Blue light can also affect mood and set the stage for depression, according to a recent Ohio State University study. Better to go for something at the red end of the spectrum.

Considering how many light sources people today are exposed to at night, the best news may come from another study by the same researchers…

In the study, which was done on hamsters, exposure to dim light at night of other colors, especially blue, led to symptoms of depression.

Adult female Siberian hamsters were exposed to four weeks each of nighttime conditions with no light, dim red light, dim white light or dim blue light. Researchers then checked the hamsters for depressive symptoms.

Hamsters, like many people, have a sweet tooth and when given sugar water as a treat, will lap it up. Ignoring sugar water when it's offered is taken as a sign of depression. After the four-week study, hamsters exposed to dim blue or white light drank the least sugar water. Those that were kept in the dark drank the most, closely followed by those exposed to red light.

The researchers then looked for changes in the hippocampal region of the brains of the hamsters. And the hippocampi of hamsters that spent the night in dim blue or white light had significantly fewer dendritic spines than those that spent the night in total darkness or in red light. Dendritic spines are hairlike growths on brain cells that are used to send chemical messages from one cell to another. A decrease in dendritic spines has been linked to depression.

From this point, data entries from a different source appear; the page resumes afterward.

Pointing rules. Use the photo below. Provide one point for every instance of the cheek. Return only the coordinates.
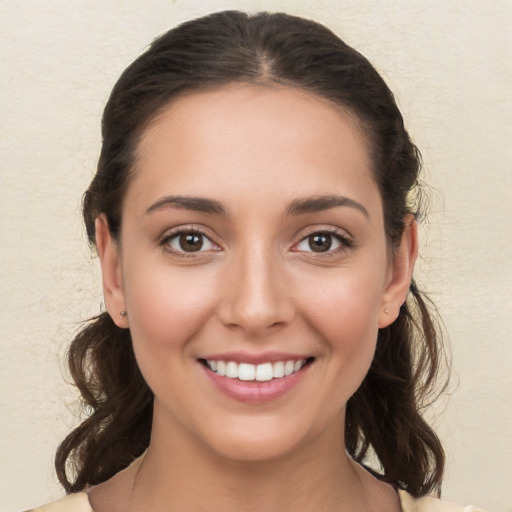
(167, 305)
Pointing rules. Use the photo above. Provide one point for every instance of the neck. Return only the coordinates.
(186, 476)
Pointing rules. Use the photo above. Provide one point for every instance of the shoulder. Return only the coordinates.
(430, 504)
(78, 502)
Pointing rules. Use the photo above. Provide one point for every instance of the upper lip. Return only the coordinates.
(252, 358)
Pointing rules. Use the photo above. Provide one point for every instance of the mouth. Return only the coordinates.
(263, 372)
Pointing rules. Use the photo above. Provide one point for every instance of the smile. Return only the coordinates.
(255, 372)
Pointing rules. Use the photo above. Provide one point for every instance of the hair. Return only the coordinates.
(384, 415)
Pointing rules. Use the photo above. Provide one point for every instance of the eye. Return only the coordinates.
(322, 242)
(189, 242)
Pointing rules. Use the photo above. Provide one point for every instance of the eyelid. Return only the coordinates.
(173, 233)
(345, 240)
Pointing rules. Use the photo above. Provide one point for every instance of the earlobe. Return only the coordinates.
(108, 252)
(400, 273)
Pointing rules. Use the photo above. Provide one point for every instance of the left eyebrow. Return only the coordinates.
(198, 204)
(319, 203)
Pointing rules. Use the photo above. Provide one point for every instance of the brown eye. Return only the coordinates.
(320, 242)
(190, 242)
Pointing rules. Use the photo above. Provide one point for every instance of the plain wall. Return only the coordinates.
(448, 61)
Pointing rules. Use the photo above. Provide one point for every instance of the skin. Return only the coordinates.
(255, 286)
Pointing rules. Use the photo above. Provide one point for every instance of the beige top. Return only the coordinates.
(79, 502)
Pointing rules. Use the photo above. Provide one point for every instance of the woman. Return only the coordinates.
(264, 338)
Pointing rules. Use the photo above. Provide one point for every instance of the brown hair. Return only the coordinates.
(384, 414)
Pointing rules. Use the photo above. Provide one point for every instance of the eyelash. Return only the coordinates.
(175, 234)
(344, 242)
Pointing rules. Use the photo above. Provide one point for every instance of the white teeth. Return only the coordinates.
(288, 368)
(232, 370)
(250, 372)
(246, 371)
(264, 372)
(278, 370)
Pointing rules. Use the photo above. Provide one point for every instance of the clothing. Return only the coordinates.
(80, 503)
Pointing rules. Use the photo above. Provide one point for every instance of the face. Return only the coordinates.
(253, 265)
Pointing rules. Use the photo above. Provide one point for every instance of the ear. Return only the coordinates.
(400, 273)
(111, 271)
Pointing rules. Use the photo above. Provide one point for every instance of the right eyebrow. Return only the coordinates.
(198, 204)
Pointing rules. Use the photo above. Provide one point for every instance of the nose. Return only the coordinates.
(255, 295)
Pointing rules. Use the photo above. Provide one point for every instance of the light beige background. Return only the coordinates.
(448, 62)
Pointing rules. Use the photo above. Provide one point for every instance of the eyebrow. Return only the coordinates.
(198, 204)
(297, 207)
(319, 203)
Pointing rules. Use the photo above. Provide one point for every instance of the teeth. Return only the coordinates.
(251, 372)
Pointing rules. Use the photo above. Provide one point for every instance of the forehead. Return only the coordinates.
(283, 141)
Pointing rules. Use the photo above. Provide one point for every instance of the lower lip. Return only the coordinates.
(255, 391)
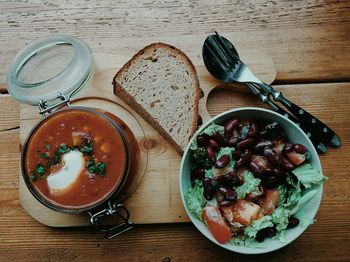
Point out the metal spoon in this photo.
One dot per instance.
(222, 61)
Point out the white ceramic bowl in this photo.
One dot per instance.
(296, 135)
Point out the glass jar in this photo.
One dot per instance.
(48, 73)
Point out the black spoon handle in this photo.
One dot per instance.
(320, 147)
(307, 120)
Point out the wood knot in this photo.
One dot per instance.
(149, 143)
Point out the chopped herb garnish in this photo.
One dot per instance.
(44, 155)
(90, 163)
(101, 168)
(56, 158)
(86, 149)
(93, 169)
(40, 169)
(63, 149)
(86, 145)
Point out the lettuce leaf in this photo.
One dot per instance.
(265, 221)
(209, 173)
(304, 199)
(195, 200)
(294, 196)
(250, 185)
(280, 217)
(247, 242)
(227, 151)
(213, 128)
(308, 176)
(282, 192)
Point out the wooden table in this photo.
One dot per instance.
(310, 44)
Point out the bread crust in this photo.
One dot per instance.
(124, 95)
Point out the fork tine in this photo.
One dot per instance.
(223, 46)
(216, 53)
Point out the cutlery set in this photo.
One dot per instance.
(223, 62)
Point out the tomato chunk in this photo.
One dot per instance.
(243, 212)
(296, 158)
(216, 224)
(269, 202)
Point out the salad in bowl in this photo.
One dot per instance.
(251, 180)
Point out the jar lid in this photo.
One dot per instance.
(47, 67)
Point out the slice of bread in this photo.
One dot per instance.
(161, 84)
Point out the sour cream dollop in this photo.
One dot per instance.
(68, 174)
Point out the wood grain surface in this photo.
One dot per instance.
(309, 42)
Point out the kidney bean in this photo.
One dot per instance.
(277, 172)
(253, 130)
(197, 173)
(244, 160)
(255, 169)
(210, 153)
(274, 126)
(239, 164)
(230, 179)
(263, 133)
(272, 156)
(231, 194)
(208, 189)
(228, 193)
(286, 165)
(246, 143)
(229, 127)
(271, 182)
(243, 130)
(293, 222)
(222, 161)
(247, 154)
(239, 180)
(226, 203)
(288, 147)
(218, 138)
(264, 233)
(214, 145)
(237, 154)
(259, 147)
(300, 149)
(202, 140)
(216, 181)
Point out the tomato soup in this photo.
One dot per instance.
(75, 159)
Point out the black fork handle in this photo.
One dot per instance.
(308, 121)
(320, 147)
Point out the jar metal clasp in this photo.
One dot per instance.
(45, 108)
(114, 209)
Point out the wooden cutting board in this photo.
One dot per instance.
(157, 198)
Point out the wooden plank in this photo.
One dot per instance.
(308, 40)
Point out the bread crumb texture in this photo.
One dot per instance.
(167, 88)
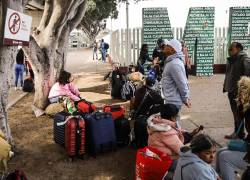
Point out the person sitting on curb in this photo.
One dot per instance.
(194, 162)
(64, 87)
(162, 131)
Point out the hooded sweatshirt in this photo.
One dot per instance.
(164, 137)
(191, 167)
(175, 88)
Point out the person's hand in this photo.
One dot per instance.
(224, 90)
(188, 103)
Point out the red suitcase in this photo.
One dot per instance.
(117, 111)
(151, 164)
(75, 136)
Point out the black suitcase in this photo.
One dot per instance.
(59, 131)
(140, 130)
(122, 129)
(100, 133)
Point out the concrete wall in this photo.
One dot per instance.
(36, 16)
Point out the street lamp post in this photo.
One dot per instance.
(127, 33)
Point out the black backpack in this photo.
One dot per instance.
(28, 85)
(106, 46)
(16, 175)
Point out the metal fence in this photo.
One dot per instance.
(125, 50)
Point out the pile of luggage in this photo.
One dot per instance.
(91, 131)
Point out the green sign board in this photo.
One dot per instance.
(156, 24)
(239, 25)
(199, 37)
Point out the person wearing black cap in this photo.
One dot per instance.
(151, 100)
(194, 162)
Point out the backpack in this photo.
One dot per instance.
(106, 46)
(28, 85)
(128, 90)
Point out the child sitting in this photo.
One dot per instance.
(163, 133)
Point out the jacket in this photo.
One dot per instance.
(164, 136)
(237, 66)
(152, 99)
(191, 167)
(68, 90)
(175, 88)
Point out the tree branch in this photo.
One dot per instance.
(79, 15)
(35, 54)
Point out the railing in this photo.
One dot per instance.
(119, 46)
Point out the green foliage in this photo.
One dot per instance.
(96, 12)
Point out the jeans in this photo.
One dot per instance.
(103, 55)
(95, 55)
(19, 69)
(228, 161)
(236, 114)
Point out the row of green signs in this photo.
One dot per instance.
(198, 33)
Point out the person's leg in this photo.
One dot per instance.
(236, 115)
(228, 162)
(178, 118)
(16, 75)
(21, 74)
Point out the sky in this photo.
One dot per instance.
(177, 11)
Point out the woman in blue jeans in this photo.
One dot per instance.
(19, 68)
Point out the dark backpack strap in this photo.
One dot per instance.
(184, 167)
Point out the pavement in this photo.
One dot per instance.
(210, 107)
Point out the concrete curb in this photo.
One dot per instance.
(10, 104)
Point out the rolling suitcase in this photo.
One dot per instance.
(75, 136)
(100, 133)
(140, 131)
(59, 131)
(122, 129)
(151, 164)
(117, 111)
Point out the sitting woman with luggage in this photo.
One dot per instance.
(162, 131)
(194, 162)
(64, 88)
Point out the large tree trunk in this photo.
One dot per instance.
(7, 58)
(49, 44)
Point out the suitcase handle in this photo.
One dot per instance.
(67, 119)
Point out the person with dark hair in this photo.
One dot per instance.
(151, 99)
(163, 133)
(157, 53)
(64, 87)
(194, 162)
(228, 159)
(238, 65)
(19, 68)
(187, 60)
(143, 58)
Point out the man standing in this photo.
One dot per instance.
(95, 53)
(238, 64)
(104, 47)
(175, 88)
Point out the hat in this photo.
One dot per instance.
(150, 81)
(174, 43)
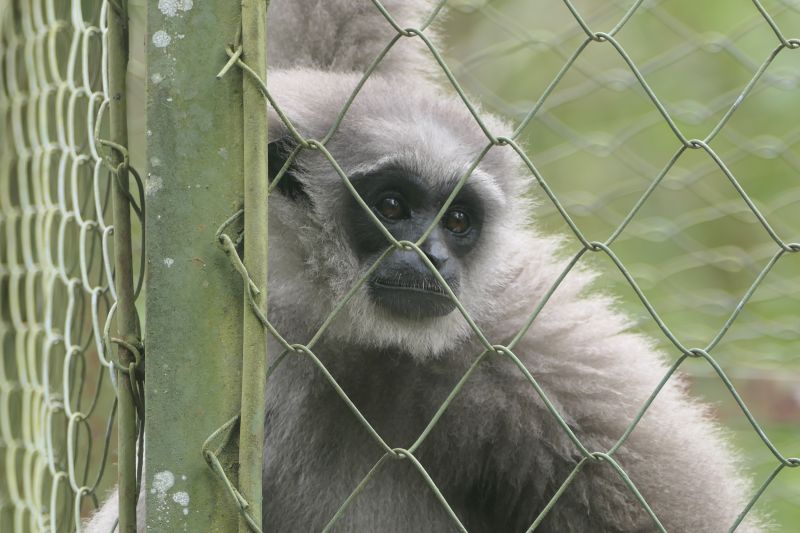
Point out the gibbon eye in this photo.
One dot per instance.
(456, 221)
(392, 208)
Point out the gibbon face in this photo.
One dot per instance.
(404, 154)
(406, 204)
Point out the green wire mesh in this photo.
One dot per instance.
(56, 254)
(682, 144)
(57, 295)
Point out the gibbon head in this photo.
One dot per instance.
(403, 146)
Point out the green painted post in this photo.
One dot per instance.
(254, 360)
(127, 321)
(194, 296)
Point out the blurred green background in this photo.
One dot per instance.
(695, 247)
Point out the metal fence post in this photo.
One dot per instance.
(194, 297)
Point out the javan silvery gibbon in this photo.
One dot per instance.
(400, 344)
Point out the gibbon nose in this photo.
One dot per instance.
(436, 250)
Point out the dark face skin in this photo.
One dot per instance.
(407, 205)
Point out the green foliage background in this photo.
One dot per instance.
(694, 247)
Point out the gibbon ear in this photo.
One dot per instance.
(289, 186)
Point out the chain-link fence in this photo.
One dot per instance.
(695, 247)
(56, 257)
(61, 293)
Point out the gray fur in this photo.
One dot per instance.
(497, 454)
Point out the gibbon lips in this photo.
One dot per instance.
(412, 299)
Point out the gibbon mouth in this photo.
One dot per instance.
(416, 299)
(432, 287)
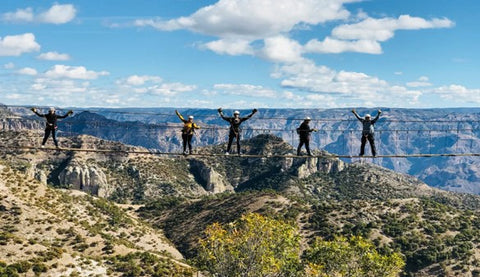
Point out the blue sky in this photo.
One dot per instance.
(240, 53)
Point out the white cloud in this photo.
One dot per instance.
(14, 96)
(245, 90)
(459, 94)
(331, 45)
(21, 15)
(18, 44)
(281, 49)
(153, 85)
(421, 82)
(57, 88)
(56, 14)
(9, 65)
(138, 80)
(27, 71)
(363, 88)
(53, 56)
(170, 89)
(254, 19)
(73, 72)
(230, 46)
(384, 29)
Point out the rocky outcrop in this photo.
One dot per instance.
(211, 180)
(314, 165)
(87, 178)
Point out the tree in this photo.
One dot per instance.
(353, 257)
(252, 246)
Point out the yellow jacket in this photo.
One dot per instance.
(188, 126)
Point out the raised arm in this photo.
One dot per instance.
(180, 116)
(356, 115)
(65, 115)
(34, 110)
(378, 115)
(254, 111)
(220, 112)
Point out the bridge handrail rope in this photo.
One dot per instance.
(159, 153)
(214, 115)
(176, 125)
(348, 133)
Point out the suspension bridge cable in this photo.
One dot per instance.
(175, 125)
(106, 110)
(155, 153)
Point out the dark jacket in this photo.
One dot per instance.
(367, 124)
(51, 119)
(304, 130)
(235, 121)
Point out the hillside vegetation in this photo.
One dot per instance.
(52, 232)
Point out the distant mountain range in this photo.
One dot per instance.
(437, 232)
(398, 132)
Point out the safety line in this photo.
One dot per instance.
(158, 153)
(174, 125)
(247, 111)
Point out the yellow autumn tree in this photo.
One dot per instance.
(352, 257)
(252, 246)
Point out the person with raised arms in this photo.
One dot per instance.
(235, 131)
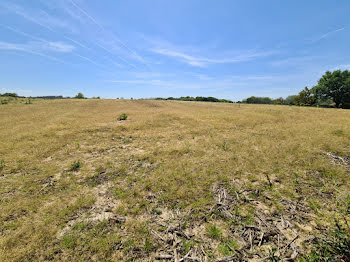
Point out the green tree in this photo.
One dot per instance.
(290, 100)
(80, 96)
(335, 85)
(306, 97)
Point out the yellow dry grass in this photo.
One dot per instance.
(166, 159)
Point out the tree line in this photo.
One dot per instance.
(198, 98)
(332, 89)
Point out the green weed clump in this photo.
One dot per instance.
(333, 246)
(122, 117)
(75, 166)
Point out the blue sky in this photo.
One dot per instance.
(227, 49)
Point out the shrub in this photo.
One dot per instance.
(123, 117)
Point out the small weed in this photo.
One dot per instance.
(334, 246)
(75, 166)
(29, 101)
(122, 117)
(70, 241)
(2, 164)
(214, 232)
(188, 245)
(272, 255)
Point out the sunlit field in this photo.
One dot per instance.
(176, 181)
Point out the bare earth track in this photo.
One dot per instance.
(176, 181)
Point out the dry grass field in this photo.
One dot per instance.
(176, 181)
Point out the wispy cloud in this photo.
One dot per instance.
(203, 61)
(133, 53)
(30, 48)
(329, 33)
(37, 16)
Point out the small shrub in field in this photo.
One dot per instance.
(123, 117)
(75, 166)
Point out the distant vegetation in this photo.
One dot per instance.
(333, 89)
(198, 98)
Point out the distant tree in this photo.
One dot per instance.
(290, 100)
(278, 101)
(258, 100)
(9, 94)
(306, 97)
(80, 96)
(335, 85)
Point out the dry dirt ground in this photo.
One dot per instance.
(176, 181)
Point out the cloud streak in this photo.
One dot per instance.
(203, 61)
(30, 49)
(329, 33)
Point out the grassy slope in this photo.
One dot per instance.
(164, 165)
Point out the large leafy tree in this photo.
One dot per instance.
(335, 85)
(305, 97)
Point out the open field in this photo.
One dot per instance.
(206, 180)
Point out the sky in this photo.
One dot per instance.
(159, 48)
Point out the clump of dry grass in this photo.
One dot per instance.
(141, 181)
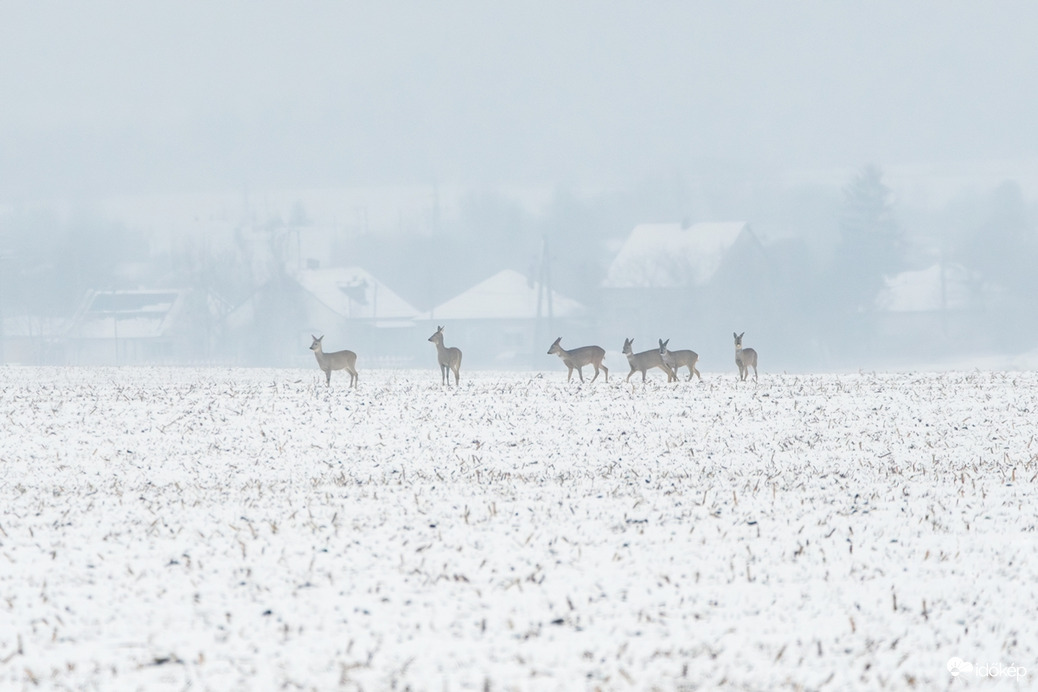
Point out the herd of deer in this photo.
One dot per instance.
(575, 359)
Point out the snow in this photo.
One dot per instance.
(507, 295)
(354, 293)
(254, 529)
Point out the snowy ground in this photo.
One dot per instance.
(251, 529)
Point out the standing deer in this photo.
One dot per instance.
(744, 358)
(645, 361)
(676, 359)
(340, 360)
(449, 358)
(577, 358)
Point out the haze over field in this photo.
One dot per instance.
(142, 144)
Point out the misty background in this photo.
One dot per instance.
(175, 178)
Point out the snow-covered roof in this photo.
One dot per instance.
(127, 314)
(507, 295)
(952, 287)
(665, 255)
(355, 294)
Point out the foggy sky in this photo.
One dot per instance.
(105, 98)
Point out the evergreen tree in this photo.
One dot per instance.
(871, 243)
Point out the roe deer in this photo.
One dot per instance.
(744, 358)
(645, 361)
(577, 358)
(676, 359)
(340, 360)
(449, 358)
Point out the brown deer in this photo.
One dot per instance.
(645, 361)
(449, 358)
(744, 358)
(339, 360)
(577, 358)
(677, 359)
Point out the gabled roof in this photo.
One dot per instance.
(507, 295)
(127, 314)
(355, 294)
(665, 255)
(951, 287)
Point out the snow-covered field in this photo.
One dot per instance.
(231, 529)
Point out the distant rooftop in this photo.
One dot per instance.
(507, 295)
(666, 255)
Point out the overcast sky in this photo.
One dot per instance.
(102, 98)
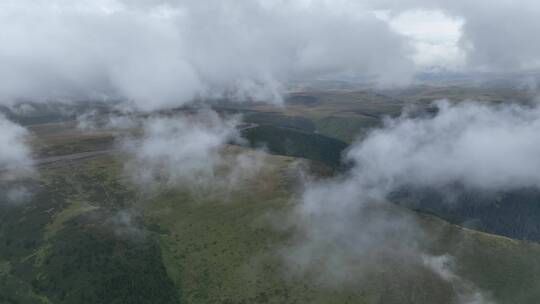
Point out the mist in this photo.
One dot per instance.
(15, 154)
(189, 152)
(165, 54)
(347, 226)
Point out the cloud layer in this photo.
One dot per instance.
(166, 53)
(15, 153)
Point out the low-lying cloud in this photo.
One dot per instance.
(167, 53)
(15, 152)
(347, 225)
(187, 151)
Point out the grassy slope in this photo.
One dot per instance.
(62, 248)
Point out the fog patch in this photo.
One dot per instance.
(15, 152)
(346, 228)
(190, 152)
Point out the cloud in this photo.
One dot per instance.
(480, 146)
(15, 152)
(496, 36)
(187, 151)
(346, 227)
(166, 53)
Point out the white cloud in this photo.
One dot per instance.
(15, 152)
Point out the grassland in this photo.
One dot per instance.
(70, 243)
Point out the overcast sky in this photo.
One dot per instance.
(162, 53)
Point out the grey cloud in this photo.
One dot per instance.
(497, 36)
(15, 152)
(346, 226)
(166, 53)
(482, 146)
(189, 152)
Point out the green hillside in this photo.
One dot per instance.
(90, 237)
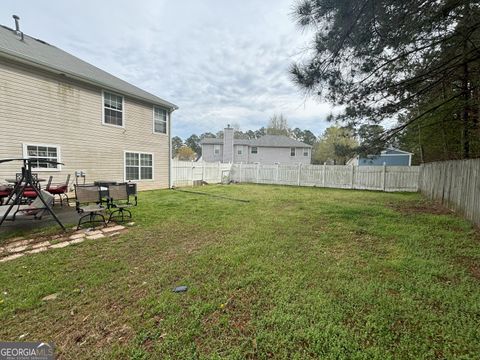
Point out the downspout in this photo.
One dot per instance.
(170, 180)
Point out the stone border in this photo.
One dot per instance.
(19, 247)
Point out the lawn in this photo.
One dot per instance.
(295, 273)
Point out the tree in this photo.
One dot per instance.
(193, 142)
(309, 137)
(390, 59)
(278, 125)
(185, 153)
(177, 143)
(336, 145)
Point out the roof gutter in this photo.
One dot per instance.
(28, 61)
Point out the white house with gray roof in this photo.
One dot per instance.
(55, 106)
(269, 149)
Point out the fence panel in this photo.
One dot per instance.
(456, 184)
(184, 173)
(385, 178)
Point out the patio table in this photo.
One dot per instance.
(14, 181)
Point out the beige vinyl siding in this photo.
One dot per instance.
(41, 108)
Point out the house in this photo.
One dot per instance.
(389, 157)
(269, 149)
(56, 106)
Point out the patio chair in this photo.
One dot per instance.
(119, 201)
(36, 209)
(88, 205)
(5, 191)
(60, 190)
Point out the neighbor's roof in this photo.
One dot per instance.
(264, 141)
(40, 54)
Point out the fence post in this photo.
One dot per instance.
(353, 178)
(324, 174)
(384, 175)
(299, 173)
(191, 172)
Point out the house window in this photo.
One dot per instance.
(41, 154)
(112, 109)
(138, 166)
(159, 120)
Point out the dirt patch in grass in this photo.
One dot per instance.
(423, 207)
(475, 271)
(471, 264)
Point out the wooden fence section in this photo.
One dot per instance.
(383, 178)
(454, 183)
(184, 173)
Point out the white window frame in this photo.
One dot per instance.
(103, 109)
(167, 120)
(139, 165)
(59, 156)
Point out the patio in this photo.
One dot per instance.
(66, 214)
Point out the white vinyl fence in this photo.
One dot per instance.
(384, 178)
(455, 184)
(184, 173)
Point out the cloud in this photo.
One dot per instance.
(221, 62)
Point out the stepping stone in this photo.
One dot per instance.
(42, 244)
(35, 251)
(18, 249)
(60, 245)
(114, 228)
(17, 243)
(77, 236)
(95, 236)
(77, 241)
(11, 257)
(50, 297)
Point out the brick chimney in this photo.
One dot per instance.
(228, 133)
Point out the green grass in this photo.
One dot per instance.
(296, 273)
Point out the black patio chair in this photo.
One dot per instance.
(88, 205)
(119, 201)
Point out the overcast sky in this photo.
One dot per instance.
(221, 62)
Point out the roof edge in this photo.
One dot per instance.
(41, 65)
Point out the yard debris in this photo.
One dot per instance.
(181, 288)
(50, 297)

In fact, in nearly every measure of mood looked at, hamsters exposed to blue light were the worst off, followed by those exposed to white light. While total darkness was best, red light was not nearly as bad as light of other colors.

Results found in hamsters don't always predict what will happen in people. But the researchers do believe that their findings may be meaningful for people. And if they are, they may prove even more important for shift workers than for nightlight users. Several studies have found links between shift work and depression and other mood disorders. Shift workers, who usually work in light much brighter than a nightlight, might benefit substantially from a switch to red light.

Considering how many light sources people today are exposed to at night, the best news may come from another study by the same researchers which found that the depression caused in hamsters by four weeks of dim white light at night disappeared two weeks after the nighttime light exposure ended.

The study appears in the Journal of Neuroscience.